DHS said that Russian officials might be able to penetrate U.S. government networks using their links to Kaspersky. The company sued DHS, arguing it was denied due process.
U.S. officials for several years have raised concerns over China’s growing role in the technology industry pipeline. Last year, DHS issued an alert about security cameras made by Hikvision, 42-percent-owned by the Chinese government, saying they could be remotely controlled by hackers.
The company later said it had released a software update to fix the problem before the alert went out.
Given China’s central role in producing all kinds of electronic wares, it is virtually impossible for manufacturers to avoid Chinese parts suppliers, Bisceglie said. Over the past decade, U.S. imports of Chinese information and communications gear roughly doubled, growing almost twice as fast as overall purchases from China. Americans bought more than $155 billion of such Chinese products last year, according to the Census Bureau.
The report recommends designating a central U.S. authority for supply-chain protection in the General Services Administration or DHS. Congress also should tie program budgets to supply-chain monitoring and require government contractors to disclose suppliers of information and communications technology (ICT).
Existing mandates “are not designed to mitigate risk posed by ICT products that may have been compromised during the manufacturing, programming or deployment process,” the report said.

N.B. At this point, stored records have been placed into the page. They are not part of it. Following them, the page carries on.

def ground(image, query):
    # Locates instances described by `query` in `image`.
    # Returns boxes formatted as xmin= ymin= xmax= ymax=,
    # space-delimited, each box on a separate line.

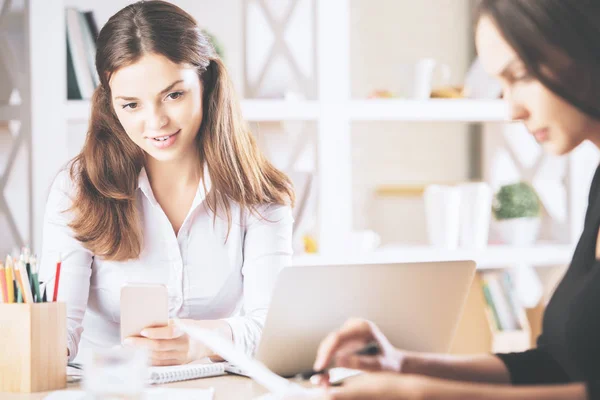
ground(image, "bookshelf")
xmin=450 ymin=273 xmax=543 ymax=354
xmin=18 ymin=0 xmax=593 ymax=268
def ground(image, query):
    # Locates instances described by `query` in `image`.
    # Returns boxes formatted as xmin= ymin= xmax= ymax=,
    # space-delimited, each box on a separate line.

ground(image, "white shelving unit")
xmin=349 ymin=99 xmax=508 ymax=122
xmin=21 ymin=0 xmax=585 ymax=268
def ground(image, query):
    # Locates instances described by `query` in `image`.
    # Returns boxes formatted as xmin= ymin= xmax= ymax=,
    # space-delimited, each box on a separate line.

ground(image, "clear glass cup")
xmin=83 ymin=347 xmax=148 ymax=400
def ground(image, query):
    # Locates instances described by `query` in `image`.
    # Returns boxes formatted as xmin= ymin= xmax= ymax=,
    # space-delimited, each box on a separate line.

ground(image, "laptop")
xmin=244 ymin=261 xmax=475 ymax=377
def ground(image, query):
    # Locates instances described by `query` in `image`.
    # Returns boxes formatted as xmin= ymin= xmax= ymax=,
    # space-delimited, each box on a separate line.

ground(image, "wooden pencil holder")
xmin=0 ymin=303 xmax=67 ymax=393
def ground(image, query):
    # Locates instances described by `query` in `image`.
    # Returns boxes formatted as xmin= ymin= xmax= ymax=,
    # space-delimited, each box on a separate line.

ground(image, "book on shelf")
xmin=481 ymin=271 xmax=524 ymax=331
xmin=65 ymin=7 xmax=99 ymax=100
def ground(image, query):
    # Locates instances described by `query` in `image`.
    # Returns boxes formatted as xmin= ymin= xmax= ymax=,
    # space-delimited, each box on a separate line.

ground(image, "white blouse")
xmin=40 ymin=169 xmax=293 ymax=361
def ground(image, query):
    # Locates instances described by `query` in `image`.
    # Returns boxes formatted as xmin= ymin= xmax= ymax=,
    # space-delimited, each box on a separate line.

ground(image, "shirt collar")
xmin=138 ymin=163 xmax=211 ymax=209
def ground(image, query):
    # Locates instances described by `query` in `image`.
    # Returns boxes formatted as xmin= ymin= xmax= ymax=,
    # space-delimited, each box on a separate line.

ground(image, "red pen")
xmin=52 ymin=254 xmax=62 ymax=302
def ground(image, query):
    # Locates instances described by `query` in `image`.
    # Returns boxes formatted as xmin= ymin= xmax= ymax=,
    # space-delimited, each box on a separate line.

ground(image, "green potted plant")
xmin=492 ymin=182 xmax=542 ymax=246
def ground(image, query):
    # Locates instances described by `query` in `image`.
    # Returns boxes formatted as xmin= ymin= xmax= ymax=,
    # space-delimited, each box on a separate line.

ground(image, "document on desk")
xmin=44 ymin=388 xmax=215 ymax=400
xmin=175 ymin=320 xmax=322 ymax=397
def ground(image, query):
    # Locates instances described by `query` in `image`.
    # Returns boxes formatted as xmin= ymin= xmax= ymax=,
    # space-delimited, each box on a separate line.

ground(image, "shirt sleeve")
xmin=40 ymin=171 xmax=93 ymax=361
xmin=225 ymin=205 xmax=294 ymax=355
xmin=496 ymin=346 xmax=571 ymax=385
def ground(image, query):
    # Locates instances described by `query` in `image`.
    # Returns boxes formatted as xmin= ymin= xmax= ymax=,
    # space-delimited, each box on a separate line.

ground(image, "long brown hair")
xmin=70 ymin=1 xmax=294 ymax=261
xmin=476 ymin=0 xmax=600 ymax=118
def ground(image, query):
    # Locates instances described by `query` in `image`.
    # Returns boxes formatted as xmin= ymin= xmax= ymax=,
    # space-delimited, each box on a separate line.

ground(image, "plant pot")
xmin=496 ymin=217 xmax=541 ymax=246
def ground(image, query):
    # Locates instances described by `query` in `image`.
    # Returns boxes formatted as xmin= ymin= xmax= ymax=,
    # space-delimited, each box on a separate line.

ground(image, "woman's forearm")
xmin=401 ymin=353 xmax=510 ymax=384
xmin=424 ymin=382 xmax=587 ymax=400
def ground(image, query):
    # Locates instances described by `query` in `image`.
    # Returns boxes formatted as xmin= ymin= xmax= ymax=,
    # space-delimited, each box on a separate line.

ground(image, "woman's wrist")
xmin=395 ymin=349 xmax=423 ymax=375
xmin=186 ymin=320 xmax=233 ymax=361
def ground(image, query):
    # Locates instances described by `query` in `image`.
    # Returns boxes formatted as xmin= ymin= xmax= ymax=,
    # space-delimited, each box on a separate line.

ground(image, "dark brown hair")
xmin=476 ymin=0 xmax=600 ymax=118
xmin=70 ymin=1 xmax=294 ymax=261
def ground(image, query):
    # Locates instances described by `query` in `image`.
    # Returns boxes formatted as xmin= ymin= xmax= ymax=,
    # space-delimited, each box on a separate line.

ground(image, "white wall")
xmin=351 ymin=0 xmax=472 ymax=242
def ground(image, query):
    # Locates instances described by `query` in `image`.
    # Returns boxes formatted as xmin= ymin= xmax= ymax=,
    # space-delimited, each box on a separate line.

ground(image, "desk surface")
xmin=0 ymin=375 xmax=284 ymax=400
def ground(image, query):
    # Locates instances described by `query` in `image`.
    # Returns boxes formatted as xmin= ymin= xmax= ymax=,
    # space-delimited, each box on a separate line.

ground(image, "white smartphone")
xmin=121 ymin=283 xmax=169 ymax=342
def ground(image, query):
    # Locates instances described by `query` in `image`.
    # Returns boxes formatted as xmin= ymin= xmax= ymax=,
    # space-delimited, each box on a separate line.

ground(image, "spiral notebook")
xmin=148 ymin=362 xmax=227 ymax=385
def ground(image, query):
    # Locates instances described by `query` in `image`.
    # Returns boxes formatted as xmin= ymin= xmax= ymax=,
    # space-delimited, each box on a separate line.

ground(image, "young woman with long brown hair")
xmin=314 ymin=0 xmax=600 ymax=400
xmin=42 ymin=1 xmax=294 ymax=365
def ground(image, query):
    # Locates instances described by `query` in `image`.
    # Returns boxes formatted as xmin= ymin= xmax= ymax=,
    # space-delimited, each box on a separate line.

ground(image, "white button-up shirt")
xmin=40 ymin=169 xmax=293 ymax=360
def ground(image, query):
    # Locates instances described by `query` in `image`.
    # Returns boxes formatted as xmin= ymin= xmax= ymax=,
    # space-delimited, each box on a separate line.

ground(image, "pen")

In 2014, Congress passed the Federal Information Technology Acquisition Reform Actt, which was designed to overhaul the government’s approach to buying electronics. But lawmakers crafted the law “to prevent costly spending” rather than to boost security, the report said.
Replacing outdated governmentcomputers has created new vulnerabilities, the report said. “Modernization will actually increase risk if newly adopted technologies are not assessed appropriately,” it said.
The problem is likely only to worsen as Internet-connected devices spread throughout homes and offices, multiplying potential entry points for cyberattacks, the report said.
The introduction of 5G wireless networks, the next generation of Internet systems, also may increase supply-chain risks, because China is seeking a greater role in setting international technical standards for such systems.
“The problem is growing in magnitude,” said Michael Wessel, a member of the U.S.-China commission. “We don’t have a plan to address China’s increasing role on the world stage and its plan to dominate ICT.”